Amyloid-β peptide enhances tumor necrosis factor-α-induced NOS through neutral sphingomyelinase/ceramide pathway in oligodendrocytes

Although accumulating evidence demonstrates that white matter degeneration contributes to pathology in Alzheimer's disease (AD), the underlying mechanisms are unknown. In order to study the roles of the amyloid-beta peptide in inducing oxidative stress damage in white matter of AD, we investigated the effects of amyloid-beta peptide 25-35 (A beta) on proinflammatory cytokine tumor necrosis factor-alpha (TNF-alpha)-induced inducible nitric oxide synthase (NOS) in cultured oligodendrocytes (OLGs). Although A beta 25-35 by itself had little effect on NOS mRNA, protein, and nitrite production, it enhanced TNF-alpha-induced NOS expression and nitrite generation in OLGs.
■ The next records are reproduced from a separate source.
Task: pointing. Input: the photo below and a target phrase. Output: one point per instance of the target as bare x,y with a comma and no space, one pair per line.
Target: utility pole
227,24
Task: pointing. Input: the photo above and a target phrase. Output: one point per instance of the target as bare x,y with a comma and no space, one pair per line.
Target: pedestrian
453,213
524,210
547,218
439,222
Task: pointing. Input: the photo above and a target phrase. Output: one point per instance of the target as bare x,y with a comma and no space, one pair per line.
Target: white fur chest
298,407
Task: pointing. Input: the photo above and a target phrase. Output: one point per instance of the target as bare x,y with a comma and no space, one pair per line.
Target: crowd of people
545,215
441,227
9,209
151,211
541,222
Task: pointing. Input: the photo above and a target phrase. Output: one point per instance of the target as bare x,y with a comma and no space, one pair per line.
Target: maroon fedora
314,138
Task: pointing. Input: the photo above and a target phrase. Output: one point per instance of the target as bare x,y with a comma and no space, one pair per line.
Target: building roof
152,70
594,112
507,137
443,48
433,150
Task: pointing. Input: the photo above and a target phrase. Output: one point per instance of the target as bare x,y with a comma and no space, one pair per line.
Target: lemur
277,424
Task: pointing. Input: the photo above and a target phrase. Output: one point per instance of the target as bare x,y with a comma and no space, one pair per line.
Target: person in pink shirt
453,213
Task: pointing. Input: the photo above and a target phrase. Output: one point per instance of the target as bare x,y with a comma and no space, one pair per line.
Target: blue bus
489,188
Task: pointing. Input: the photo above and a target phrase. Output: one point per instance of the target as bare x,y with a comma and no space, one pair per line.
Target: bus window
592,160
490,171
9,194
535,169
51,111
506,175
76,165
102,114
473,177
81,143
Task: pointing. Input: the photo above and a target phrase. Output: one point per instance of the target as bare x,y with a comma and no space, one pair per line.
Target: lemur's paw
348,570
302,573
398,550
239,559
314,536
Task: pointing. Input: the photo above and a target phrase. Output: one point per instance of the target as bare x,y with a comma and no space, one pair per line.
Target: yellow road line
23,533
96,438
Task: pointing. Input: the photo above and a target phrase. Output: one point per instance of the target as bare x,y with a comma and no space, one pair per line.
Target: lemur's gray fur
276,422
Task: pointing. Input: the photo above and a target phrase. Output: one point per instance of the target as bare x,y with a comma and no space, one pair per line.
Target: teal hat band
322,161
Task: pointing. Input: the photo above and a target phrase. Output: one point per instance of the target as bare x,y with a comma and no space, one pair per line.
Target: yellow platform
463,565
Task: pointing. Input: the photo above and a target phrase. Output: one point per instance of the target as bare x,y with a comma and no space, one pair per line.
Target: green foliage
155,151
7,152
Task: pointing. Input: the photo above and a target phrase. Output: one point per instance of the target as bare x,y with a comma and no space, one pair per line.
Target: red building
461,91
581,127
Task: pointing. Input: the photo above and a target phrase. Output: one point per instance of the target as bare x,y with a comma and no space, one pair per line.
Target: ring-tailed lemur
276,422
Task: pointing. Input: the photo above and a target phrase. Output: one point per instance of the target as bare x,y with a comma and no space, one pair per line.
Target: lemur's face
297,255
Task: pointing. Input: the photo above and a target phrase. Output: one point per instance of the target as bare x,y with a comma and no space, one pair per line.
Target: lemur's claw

A beta, TNF-alpha, or the combination of both, increased neutral sphingomyelinase (nSMase) activity, but not acidic sphingomyelinase (aSMase) activity, leading to ceramide accumulation. Cell permeable C2-ceramide enhanced TNF-alpha-induced NOS expression and nitrite generation. Moreover, the specific nSMase inhibitor, 3-O-methyl-sphingomyelin (3-OMS), inhibited iNOS expression and nitrite production induced by TNF-alpha. or by the combination of TNF-alpha and A. Overexpression of a truncated mutant of nSMase with a dominant negative function inhibited NOS mRNA production. 3-OMS also inhibited nuclear factor kappa B (NF-kappa B) binding activity induced by TNF-alpha or by the combination of TNF-a and A beta. These results suggest that neutral sphingomyelinase/ceramide pathway is required but may not be sufficient for NOS expression induced by TNF-alpha and the combination of TNF-alpha and A beta.